= West Bay Opera =

West Bay Opera is an opera company located in Palo Alto, California. Established in 1955, West Bay Opera is the second oldest continuously running opera company in California (after San Francisco Opera).

José Luis Moscovich is the current general director of West Bay Opera.

== History ==
West Bay Opera was founded in 1955 by Henry Holt who had recently completed his training in piano performance and conducting at Vienna, and after a successful career in Europe where his final performance was as a soloist with Arturo Toscanini conducting the Vienna Philharmonic. The opera company was established first as an opera workshop named the "Little Opera Guild" with operatic works were performed with piano as the accompaniment. These workshops quickly evolved into full staged productions with major singers from the San Francisco Bay Area in the principal roles and local residents as the chorus.

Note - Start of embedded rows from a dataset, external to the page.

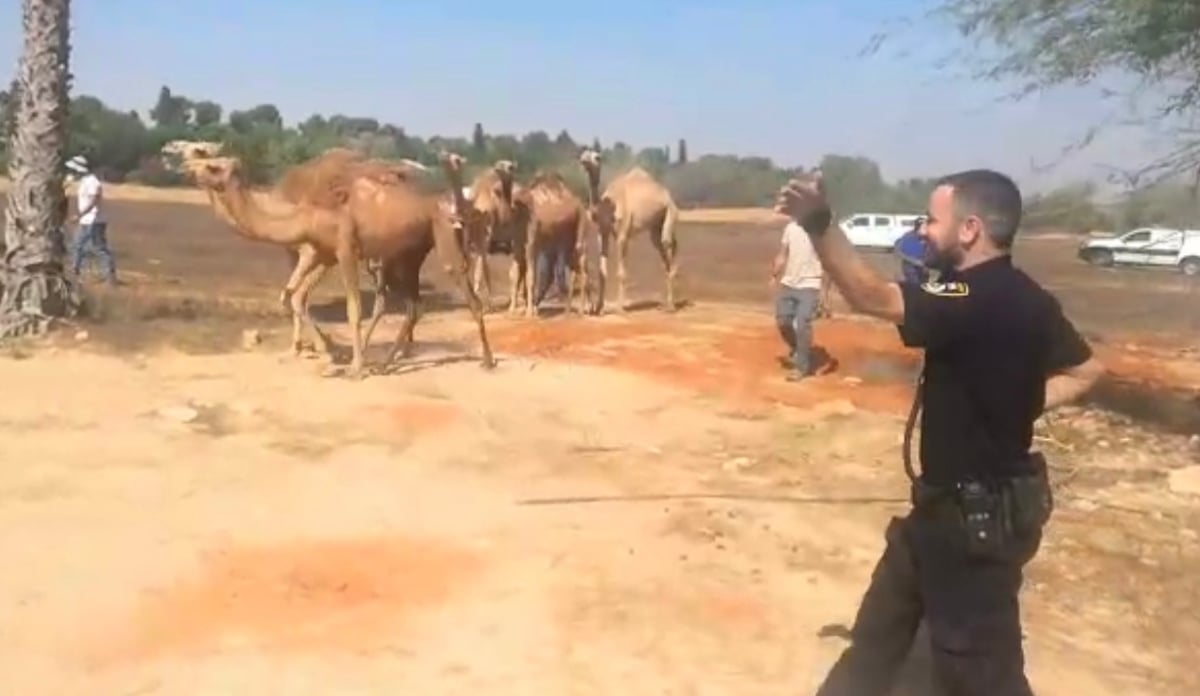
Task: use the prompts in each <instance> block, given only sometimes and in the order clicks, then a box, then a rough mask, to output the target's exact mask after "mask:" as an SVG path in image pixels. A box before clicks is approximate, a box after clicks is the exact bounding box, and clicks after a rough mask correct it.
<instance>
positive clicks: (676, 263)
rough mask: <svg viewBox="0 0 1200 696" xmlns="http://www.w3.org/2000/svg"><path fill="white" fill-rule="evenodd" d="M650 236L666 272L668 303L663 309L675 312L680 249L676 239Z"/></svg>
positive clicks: (666, 296) (666, 292)
mask: <svg viewBox="0 0 1200 696" xmlns="http://www.w3.org/2000/svg"><path fill="white" fill-rule="evenodd" d="M649 236H650V244H652V245H653V246H654V250H655V251H658V252H659V258H661V259H662V270H664V271H665V274H666V283H667V287H666V304H664V305H662V310H664V311H667V312H673V311H674V310H676V298H674V281H676V276H677V275H678V274H679V260H678V257H677V251H678V250H677V247H676V244H674V240H670V241H665V240H660V239H659V238H656V236H654V235H649Z"/></svg>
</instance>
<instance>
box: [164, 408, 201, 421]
mask: <svg viewBox="0 0 1200 696" xmlns="http://www.w3.org/2000/svg"><path fill="white" fill-rule="evenodd" d="M158 416H160V418H163V419H166V420H169V421H173V422H193V421H194V420H196V419H198V418H200V412H198V410H196V409H194V408H192V407H190V406H166V407H163V408H160V409H158Z"/></svg>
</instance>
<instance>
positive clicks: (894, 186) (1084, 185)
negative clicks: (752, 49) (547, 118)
mask: <svg viewBox="0 0 1200 696" xmlns="http://www.w3.org/2000/svg"><path fill="white" fill-rule="evenodd" d="M13 86H14V85H13ZM11 95H12V88H10V90H7V91H0V127H2V128H4V132H5V134H6V136H7V133H10V132H11V127H12V124H13V112H14V108H13V107H14V103H13V100H12V98H11ZM70 119H71V120H70V151H71V152H72V154H78V152H82V154H85V155H86V156H88V157H89V158H90V160H91V161H92V163H94V166H95V167H96V169H97V173H98V174H100V175H101V176H102V178H103V179H106V180H108V181H128V182H137V184H144V185H149V186H180V185H184V184H186V182H185V181H181V180H180V178H179V175H178V174H176V173H174V172H170V170H168V169H166V168H164V166H163V162H162V158H161V157H160V155H158V152H160V150H161V148H162V145H163V144H164V143H167V142H168V140H174V139H202V140H220V142H223V143H226V146H227V151H228V152H229V154H232V155H236V156H239V157H240V158H241V160H242V162H244V163H245V166H246V170H247V172H248V174H250V176H251V178H252V179H253V180H254V181H256V182H259V184H265V182H270V181H272V180H274V179H276V178H277V176H278V175H280V174H281V173H282V172H283V170H284V169H287V168H288V167H292V166H294V164H296V163H299V162H304V161H305V160H308V158H311V157H313V156H316V155H319V154H320V152H323V151H325V150H326V149H329V148H334V146H349V148H353V149H356V150H360V151H362V152H364V154H366V155H368V156H372V157H382V158H400V157H407V158H412V160H416V161H420V162H425V163H427V164H434V163H436V161H437V152H438V151H439V150H442V149H448V150H452V151H457V152H461V154H463V155H466V156H467V157H468V158H469V160H470V161H472V163H473V164H474V166H482V164H486V163H490V162H493V161H496V160H502V158H503V160H512V161H516V162H517V166H518V172H521V173H522V174H523V175H526V176H528V175H532V174H533V173H534V172H535V170H538V169H556V170H558V172H560V173H562V174H563V175H564V176H565V178H566V179H568V181H570V182H571V185H572V186H574V187H576V188H577V191H578V192H580V193H583V192H584V185H586V180H584V176H583V172H582V169H581V168H580V166H578V163H577V160H576V157H577V155H578V151H580V148H582V146H586V145H587V146H592V148H595V149H598V150H601V151H602V152H604V155H605V168H606V172H607V173H610V174H611V173H614V172H620V170H624V169H626V168H629V167H631V166H634V164H637V166H641V167H643V168H646V169H647V170H649V172H650V173H652V174H654V175H655V176H658V178H659V179H660V180H661V181H664V182H665V184H666V185H667V186H668V187H670V188H671V191H672V193H673V194H674V196H676V199H677V200H678V202H679V204H680V205H682V206H684V208H730V206H764V205H769V204H770V202H772V199H773V198H774V194H775V192H776V191H778V190H779V187H780V186H781V185H782V184H784V182H786V181H787V179H788V178H790V176H792V175H796V174H797V173H800V172H803V169H804V168H803V167H800V168H785V167H780V166H778V164H776V163H775V162H773V161H772V160H770V158H768V157H740V156H737V155H704V156H701V157H696V158H691V157H689V154H688V143H686V140H684V139H679V140H678V142H677V143H674V144H673V146H672V145H670V144H666V145H659V146H646V148H641V149H635V148H634V146H631V145H629V144H626V143H623V142H616V143H601V142H599V140H596V139H595V138H590V139H576V137H575V136H572V134H571V133H569V132H568V131H565V130H560V131H558V133H557V134H554V136H551V134H550V133H548V132H546V131H532V132H528V133H526V134H523V136H514V134H497V133H488V132H487V131H486V130H485V127H484V125H482V124H476V125H475V128H474V132H473V133H470V136H469V137H457V136H452V137H448V136H431V137H426V138H422V137H419V136H414V134H410V133H408V132H406V131H404V128H403V127H402V126H398V125H395V124H383V122H380V121H379V120H377V119H373V118H367V116H347V115H342V114H334V115H330V116H324V115H319V114H313V115H312V116H308V118H307V119H306V120H305V121H302V122H301V124H299V125H298V126H295V127H288V126H284V125H283V118H282V115H281V114H280V110H278V108H276V107H275V106H274V104H269V103H266V104H259V106H257V107H253V108H250V109H245V110H230V112H228V113H226V110H224V108H223V107H222V106H221V104H218V103H216V102H212V101H208V100H193V98H190V97H185V96H182V95H176V94H174V92H172V90H170V89H169V88H167V86H163V88H162V89H160V91H158V98H157V101H156V102H155V104H154V107H152V108H151V109H150V112H149V122H148V121H146V120H143V118H142V116H140V115H139V114H138V113H137V112H132V110H131V112H121V110H116V109H113V108H109V107H108V106H107V104H104V102H103V101H101V100H100V98H97V97H94V96H78V97H74V98H73V100H72V102H71V116H70ZM7 142H8V138H7V137H5V138H2V143H0V166H4V167H5V168H7ZM816 166H818V167H820V168H821V169H822V172H823V173H824V175H826V181H827V184H828V187H829V191H830V193H832V196H833V198H834V203H835V204H836V205H838V208H839V210H842V211H845V212H851V211H872V212H918V211H922V210H924V208H925V200H926V197H928V194H929V191H930V187H931V186H932V181H934V179H932V178H930V179H907V180H901V181H886V180H884V179H883V176H882V173H881V170H880V166H878V164H877V163H876V162H874V161H872V160H870V158H868V157H862V156H847V155H826V156H824V157H822V160H821V161H820V162H818V163H816ZM1093 194H1094V190H1093V188H1092V187H1091V186H1088V185H1073V186H1067V187H1063V188H1061V190H1057V191H1054V192H1050V193H1048V194H1045V196H1040V197H1034V198H1032V199H1031V200H1030V202H1028V221H1030V223H1031V224H1037V226H1054V227H1067V228H1075V229H1092V228H1112V227H1129V226H1135V224H1147V223H1153V222H1164V223H1177V224H1190V226H1194V227H1200V220H1196V218H1195V217H1194V212H1195V204H1194V203H1193V199H1192V197H1190V194H1189V192H1188V191H1186V190H1184V188H1182V187H1177V186H1159V187H1157V188H1154V190H1150V191H1141V192H1136V193H1134V194H1132V196H1130V197H1129V198H1128V199H1127V200H1123V202H1121V203H1120V204H1116V205H1109V206H1100V205H1097V204H1096V203H1094V196H1093Z"/></svg>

After Henry Holt's passing in 1969, West Bay Opera was led by Henry's wife, Maria Holt, as the general director of the company until the late 1990s. During this time, West Bay Opera grew significantly with more major productions featuring world-class singers professional singers, directors, and artists, as well as the West Bay Opera Orchestra which was established in 1974. The opera company is housed at the Holt Building (in Palo Alto) which provides the company with its administrative offices as well as facilities for rehearsals, a consume shop, and set and properties storage.

== Productions ==
West Bay Opera offers three productions per season, one each in October, February, and May. Its programming includes standard popular operas as well as known but less often performed masterpieces.

Recent major production accomplishments include Bellini's Norma, Tchaikovsky's Eugene Onegin (in the original Russian), Wagner's Der fliegende Holländer, and Verdi's La Forza del Destino. More recently, West Bay Opera has taken on productions that are often performed in Europe but are less frequent in the United States, such as Gluck's Orfeo ed Euridice and von Weber's Der Freischütz, both with formidable reviews.

All productions include projected supertitles in English.